Recently, during an eID ecosystem demo, a presenter took the Estonian national eID card of her two year old toddler and did log into the Estonian State Portal - to demonstrate the endless possibilities of Estonian eID ecosystem to our honourable guests. These possibilities are endless, indeed.
In Estonia, eID cards are made mandatory for citizens and residents. The Government has cleverly combined cryptographic certificates with the physical identification documents, thus leading to everyone having eID cards on hand. Cryptographically strong certificates are prepared during the personalisation of the card, and the PIN codes are handed over in security envelopes. Estonian eID cards thus are true 2FA devices.
The Digital Signature Law of Estonia was accepted by the Parliament on March 8, 2000, to recognise digital signatures as on par with handwritten signatures. And there is a myriad of popular services available - ranging from the State portal to banks, telcos and even small businesses. Our judges have pinpointed a little nuisance - as a part of their digital workflow, they have to apply their digital signature more than 100 times per day and, for obvious reasons, the signature PIN must never be cached. In this extreme case, it is understandable that digitally signing documents can get boring fast.
However, there is a little catch with the toddler situation described above. The State actually is issuing eID enabled documents to underage children. A possibility to disable electronic certificates or just not to use these is also there. This way, the parents actually have other options than to impersonate their children. Is it sounding weird? Is it important at all? Yes, because according to the legislation universals, the parents are responsible for their underage offspring in one way or another.

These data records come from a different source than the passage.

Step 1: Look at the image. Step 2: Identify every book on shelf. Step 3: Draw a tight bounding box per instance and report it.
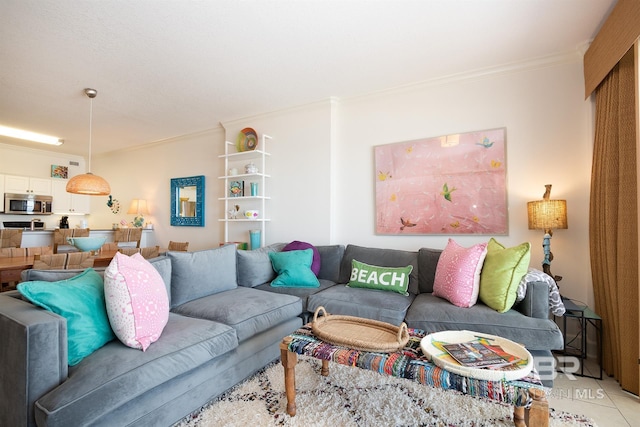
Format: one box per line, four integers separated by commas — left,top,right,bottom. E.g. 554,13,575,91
442,341,522,368
229,180,244,197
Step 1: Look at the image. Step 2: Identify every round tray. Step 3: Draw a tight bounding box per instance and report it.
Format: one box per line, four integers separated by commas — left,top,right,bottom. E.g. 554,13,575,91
420,330,533,381
311,306,409,353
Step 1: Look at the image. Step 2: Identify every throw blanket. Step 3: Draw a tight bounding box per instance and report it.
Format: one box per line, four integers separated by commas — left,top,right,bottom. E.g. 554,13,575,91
516,268,565,316
286,326,544,407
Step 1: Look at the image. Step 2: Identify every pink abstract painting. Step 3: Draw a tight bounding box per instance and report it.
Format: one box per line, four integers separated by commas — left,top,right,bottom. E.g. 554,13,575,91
375,128,507,235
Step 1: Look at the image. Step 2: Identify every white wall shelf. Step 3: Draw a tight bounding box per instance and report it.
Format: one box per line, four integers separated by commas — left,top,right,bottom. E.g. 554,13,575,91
219,134,272,247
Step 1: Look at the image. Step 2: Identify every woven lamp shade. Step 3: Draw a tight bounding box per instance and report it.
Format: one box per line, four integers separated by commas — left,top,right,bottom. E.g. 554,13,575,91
66,173,111,196
527,199,568,231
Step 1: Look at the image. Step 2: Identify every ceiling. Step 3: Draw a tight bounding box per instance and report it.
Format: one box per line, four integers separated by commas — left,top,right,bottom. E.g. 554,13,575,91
0,0,615,157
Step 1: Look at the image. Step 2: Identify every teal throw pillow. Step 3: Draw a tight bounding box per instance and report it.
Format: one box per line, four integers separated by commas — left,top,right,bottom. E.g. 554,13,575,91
17,268,115,366
269,249,320,288
347,259,413,296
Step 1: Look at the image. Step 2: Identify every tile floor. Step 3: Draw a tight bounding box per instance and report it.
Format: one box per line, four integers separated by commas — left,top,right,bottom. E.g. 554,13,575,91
548,359,639,426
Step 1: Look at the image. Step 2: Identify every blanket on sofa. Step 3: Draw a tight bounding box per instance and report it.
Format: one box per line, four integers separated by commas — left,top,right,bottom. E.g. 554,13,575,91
517,268,565,316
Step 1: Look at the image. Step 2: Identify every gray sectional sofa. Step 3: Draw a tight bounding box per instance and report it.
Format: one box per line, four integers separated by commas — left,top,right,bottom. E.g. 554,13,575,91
0,241,563,427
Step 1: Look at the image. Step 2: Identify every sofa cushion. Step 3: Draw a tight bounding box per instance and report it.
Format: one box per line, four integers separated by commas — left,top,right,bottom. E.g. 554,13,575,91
269,249,320,288
282,241,321,276
104,252,169,351
347,259,412,296
34,313,237,427
404,293,563,351
236,242,286,287
172,287,302,342
339,244,419,295
168,245,237,307
17,269,115,366
307,285,415,325
432,239,487,308
316,245,345,282
479,238,531,313
417,248,442,293
256,279,336,312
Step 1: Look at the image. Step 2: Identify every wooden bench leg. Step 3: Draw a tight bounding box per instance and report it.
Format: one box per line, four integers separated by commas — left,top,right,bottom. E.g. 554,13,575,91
280,337,297,416
321,359,329,376
513,388,549,427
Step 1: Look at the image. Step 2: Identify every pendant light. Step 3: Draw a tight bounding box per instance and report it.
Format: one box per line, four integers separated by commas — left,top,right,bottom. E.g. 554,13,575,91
66,88,111,195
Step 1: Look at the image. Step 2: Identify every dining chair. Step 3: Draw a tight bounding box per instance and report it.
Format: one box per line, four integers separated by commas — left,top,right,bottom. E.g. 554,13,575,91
66,252,94,269
33,253,94,270
0,229,24,248
114,228,142,248
168,241,189,251
118,246,159,259
53,228,90,253
25,246,53,257
33,254,68,270
100,242,118,252
140,245,160,259
117,247,141,256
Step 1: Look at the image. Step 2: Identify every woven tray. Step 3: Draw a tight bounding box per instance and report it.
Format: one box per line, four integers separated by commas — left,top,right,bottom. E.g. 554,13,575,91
311,306,409,353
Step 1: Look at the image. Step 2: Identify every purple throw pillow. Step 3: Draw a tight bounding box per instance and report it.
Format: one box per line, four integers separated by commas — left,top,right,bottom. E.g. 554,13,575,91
282,241,321,276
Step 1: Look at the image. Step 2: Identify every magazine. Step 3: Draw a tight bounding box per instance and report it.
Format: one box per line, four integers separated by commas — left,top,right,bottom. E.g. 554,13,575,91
442,341,521,368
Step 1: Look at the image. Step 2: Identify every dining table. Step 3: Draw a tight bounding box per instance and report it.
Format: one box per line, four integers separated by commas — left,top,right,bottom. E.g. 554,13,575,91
0,250,120,291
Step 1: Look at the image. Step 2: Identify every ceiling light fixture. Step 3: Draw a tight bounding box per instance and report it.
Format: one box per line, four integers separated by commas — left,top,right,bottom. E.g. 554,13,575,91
0,125,63,146
66,88,111,196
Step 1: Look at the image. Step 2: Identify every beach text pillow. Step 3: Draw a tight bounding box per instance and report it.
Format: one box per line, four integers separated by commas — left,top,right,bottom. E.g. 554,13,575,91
347,259,412,296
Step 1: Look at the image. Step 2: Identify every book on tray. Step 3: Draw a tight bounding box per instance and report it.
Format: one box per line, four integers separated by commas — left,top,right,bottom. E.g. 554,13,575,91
442,341,522,368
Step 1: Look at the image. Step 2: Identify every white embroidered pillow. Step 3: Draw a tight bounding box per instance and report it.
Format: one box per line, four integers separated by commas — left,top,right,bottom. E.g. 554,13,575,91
104,252,169,350
433,238,488,308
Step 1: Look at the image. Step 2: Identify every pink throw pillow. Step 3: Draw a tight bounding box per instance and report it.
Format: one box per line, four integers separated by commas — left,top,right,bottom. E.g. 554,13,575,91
433,238,488,308
104,252,169,350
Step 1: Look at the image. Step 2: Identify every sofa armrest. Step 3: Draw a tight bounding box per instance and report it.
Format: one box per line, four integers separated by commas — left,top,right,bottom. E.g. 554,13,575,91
514,281,550,319
0,293,68,427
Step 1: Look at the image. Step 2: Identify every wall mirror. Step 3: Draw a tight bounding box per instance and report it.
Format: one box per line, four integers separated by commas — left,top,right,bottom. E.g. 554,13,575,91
171,175,205,226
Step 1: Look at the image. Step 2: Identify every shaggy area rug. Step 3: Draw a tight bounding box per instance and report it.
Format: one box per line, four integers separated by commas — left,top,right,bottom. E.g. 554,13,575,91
174,357,598,427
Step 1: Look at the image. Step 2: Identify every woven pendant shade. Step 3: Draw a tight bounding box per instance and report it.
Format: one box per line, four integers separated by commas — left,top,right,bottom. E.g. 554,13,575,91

Around ten years ago, while developing the Internet safety rules for children, we here in Estonia got an excellent child safety checklist from our UK colleagues. It included a rule that a child, whenever requested, has to expose the passwords to the parents. And this is where the story turns really interesting - because that rule from British cultural space was absolutely unsuitable for Estonia.

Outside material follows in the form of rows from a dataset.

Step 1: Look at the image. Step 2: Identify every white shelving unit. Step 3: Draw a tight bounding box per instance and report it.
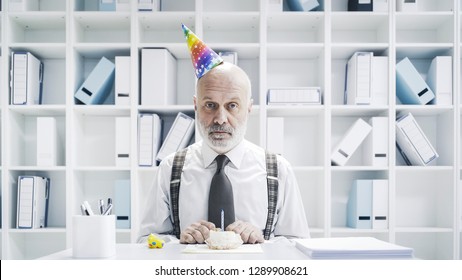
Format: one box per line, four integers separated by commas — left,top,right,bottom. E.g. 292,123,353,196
0,0,461,260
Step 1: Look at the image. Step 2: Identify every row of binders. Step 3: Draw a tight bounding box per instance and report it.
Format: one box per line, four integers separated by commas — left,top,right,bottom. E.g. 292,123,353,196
331,112,438,166
138,112,195,166
347,179,388,229
345,51,452,106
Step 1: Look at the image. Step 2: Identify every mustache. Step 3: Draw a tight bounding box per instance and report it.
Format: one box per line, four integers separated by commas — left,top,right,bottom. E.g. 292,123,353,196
208,124,233,134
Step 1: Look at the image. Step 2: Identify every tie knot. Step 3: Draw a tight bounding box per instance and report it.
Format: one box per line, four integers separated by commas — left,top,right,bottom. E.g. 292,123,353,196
215,155,230,172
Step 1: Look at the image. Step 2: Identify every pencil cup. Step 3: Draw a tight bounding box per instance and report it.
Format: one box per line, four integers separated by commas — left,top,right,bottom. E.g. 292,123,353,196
72,215,116,259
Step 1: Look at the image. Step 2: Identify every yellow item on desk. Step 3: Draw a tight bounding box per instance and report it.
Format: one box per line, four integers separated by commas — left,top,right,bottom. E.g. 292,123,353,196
147,234,165,249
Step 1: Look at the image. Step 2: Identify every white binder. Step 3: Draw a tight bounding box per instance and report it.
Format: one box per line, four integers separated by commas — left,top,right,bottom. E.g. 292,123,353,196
397,0,418,12
345,52,373,105
141,48,177,105
37,117,59,166
17,176,50,229
115,56,130,106
115,117,130,167
396,112,438,166
372,179,388,229
156,113,195,162
138,113,161,166
372,56,388,105
426,56,452,105
138,0,160,11
331,118,372,166
362,117,388,166
218,51,238,65
11,51,43,105
267,87,322,105
267,117,284,155
373,0,388,12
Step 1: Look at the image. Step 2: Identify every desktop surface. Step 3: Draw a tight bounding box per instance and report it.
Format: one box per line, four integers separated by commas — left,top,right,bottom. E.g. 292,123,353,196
38,242,309,260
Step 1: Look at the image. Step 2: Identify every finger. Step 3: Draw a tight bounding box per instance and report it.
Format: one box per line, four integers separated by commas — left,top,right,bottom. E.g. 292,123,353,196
248,231,265,244
180,232,196,244
189,227,207,243
196,224,212,240
199,220,216,230
226,220,243,233
240,227,253,243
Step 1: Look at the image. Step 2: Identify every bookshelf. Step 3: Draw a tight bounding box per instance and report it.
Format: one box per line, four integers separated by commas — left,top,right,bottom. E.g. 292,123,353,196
0,0,461,260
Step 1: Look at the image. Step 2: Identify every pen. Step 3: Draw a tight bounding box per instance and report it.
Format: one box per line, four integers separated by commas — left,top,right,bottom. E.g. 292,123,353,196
83,200,95,216
99,199,105,215
80,204,87,216
107,198,113,214
103,203,113,215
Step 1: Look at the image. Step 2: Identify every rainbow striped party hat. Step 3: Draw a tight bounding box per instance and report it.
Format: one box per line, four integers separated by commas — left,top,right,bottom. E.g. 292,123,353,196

We are trying to raise up our children with the mindset that nothing is more intimate than the PIN codes belonging to your eID card. Should you ask - why? - then the answer is evident - an eID card is a true Two Factor (2FA) access token. Therefore, if anybody has both in possession - the card and the PINs - he/she can remotely accomplish almost all the deals ever met during the life (mortgage and marrying being the notable exceptions). In this situation, we rewrote the rule to better suit our environment: “whenever your parent asks to supervise your social accounts, you should comply, still not handing over your login credentials.”

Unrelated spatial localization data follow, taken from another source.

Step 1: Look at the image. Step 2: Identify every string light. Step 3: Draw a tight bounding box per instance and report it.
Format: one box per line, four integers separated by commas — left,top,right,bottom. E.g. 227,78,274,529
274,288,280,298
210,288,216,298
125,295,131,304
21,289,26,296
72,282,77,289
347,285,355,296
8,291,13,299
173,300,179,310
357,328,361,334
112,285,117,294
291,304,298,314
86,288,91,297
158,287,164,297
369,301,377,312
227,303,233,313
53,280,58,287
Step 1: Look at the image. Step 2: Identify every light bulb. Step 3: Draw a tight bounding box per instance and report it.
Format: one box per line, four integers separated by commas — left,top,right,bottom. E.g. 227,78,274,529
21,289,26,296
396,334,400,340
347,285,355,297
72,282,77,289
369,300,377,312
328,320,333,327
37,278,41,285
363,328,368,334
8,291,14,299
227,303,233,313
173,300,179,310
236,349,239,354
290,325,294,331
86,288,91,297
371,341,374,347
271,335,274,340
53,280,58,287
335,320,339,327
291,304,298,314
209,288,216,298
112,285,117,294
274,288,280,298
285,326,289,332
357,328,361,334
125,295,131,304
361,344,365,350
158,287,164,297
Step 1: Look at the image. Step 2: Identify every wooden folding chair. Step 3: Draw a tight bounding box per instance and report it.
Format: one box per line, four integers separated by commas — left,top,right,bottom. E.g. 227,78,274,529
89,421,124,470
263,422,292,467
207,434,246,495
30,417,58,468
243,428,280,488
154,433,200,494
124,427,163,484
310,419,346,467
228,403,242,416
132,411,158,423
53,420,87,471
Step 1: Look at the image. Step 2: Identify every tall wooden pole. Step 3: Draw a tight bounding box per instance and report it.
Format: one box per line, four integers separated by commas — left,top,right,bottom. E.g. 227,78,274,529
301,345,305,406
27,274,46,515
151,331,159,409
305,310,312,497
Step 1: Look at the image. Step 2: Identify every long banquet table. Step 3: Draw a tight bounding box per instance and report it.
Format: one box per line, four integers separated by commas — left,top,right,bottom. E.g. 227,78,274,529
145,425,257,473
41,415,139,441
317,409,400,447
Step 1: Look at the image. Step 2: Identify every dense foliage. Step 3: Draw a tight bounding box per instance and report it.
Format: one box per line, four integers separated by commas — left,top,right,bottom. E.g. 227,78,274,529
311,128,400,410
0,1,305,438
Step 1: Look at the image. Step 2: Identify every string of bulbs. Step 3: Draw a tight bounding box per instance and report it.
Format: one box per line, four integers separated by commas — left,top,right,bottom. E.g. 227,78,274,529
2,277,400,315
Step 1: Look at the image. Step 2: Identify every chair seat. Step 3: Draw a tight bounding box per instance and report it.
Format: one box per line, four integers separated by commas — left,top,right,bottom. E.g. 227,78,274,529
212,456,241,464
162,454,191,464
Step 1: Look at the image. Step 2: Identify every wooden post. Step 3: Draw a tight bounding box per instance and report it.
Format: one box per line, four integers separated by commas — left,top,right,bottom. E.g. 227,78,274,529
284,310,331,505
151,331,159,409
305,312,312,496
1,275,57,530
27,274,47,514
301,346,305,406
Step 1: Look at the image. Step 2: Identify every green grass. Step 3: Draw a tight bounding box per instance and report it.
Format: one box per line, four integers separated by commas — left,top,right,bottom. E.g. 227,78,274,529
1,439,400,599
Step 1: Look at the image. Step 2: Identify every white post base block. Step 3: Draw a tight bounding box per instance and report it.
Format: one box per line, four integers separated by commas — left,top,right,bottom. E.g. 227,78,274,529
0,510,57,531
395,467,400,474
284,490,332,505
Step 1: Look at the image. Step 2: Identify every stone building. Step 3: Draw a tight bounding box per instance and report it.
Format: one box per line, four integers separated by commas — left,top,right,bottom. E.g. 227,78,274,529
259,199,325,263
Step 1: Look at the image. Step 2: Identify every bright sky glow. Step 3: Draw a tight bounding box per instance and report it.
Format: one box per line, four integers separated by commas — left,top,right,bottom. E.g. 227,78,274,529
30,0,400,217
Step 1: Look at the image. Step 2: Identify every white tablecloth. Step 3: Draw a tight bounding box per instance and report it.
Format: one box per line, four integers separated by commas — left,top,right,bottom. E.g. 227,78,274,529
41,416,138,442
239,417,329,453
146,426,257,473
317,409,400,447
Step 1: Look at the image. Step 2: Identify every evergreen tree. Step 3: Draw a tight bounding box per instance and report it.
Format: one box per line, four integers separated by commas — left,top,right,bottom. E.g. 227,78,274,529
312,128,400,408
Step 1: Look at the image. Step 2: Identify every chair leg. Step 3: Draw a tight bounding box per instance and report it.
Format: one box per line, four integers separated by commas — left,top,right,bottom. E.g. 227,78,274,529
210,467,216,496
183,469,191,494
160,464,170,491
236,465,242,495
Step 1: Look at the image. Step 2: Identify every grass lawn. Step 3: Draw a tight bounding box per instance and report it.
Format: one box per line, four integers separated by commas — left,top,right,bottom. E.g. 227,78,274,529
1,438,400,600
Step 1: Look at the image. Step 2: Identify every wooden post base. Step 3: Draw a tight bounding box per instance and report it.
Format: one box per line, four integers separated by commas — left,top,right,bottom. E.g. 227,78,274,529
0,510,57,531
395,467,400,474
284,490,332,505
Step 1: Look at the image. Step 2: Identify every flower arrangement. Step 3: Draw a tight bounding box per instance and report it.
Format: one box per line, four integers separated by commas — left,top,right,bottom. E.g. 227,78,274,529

The difference is small but profound. Estonian children are raised up with the notion of digital privacy. All the society (including grandmothers of 80+ age) hold the experience to handle security tokens and most of us are wise enough not to write down the PINs on the back side of the eID card. However, to keep our grandmas confident using their hardware security tokens, we have to start from kindergarten.
The legal catch is, whether a two year old child has learned numbers well enough to independently call the 1777 helpline to report the security violations. Should the child ask the mother to actually initiate the call? Interesting ethical dilemmas that the digital society provides.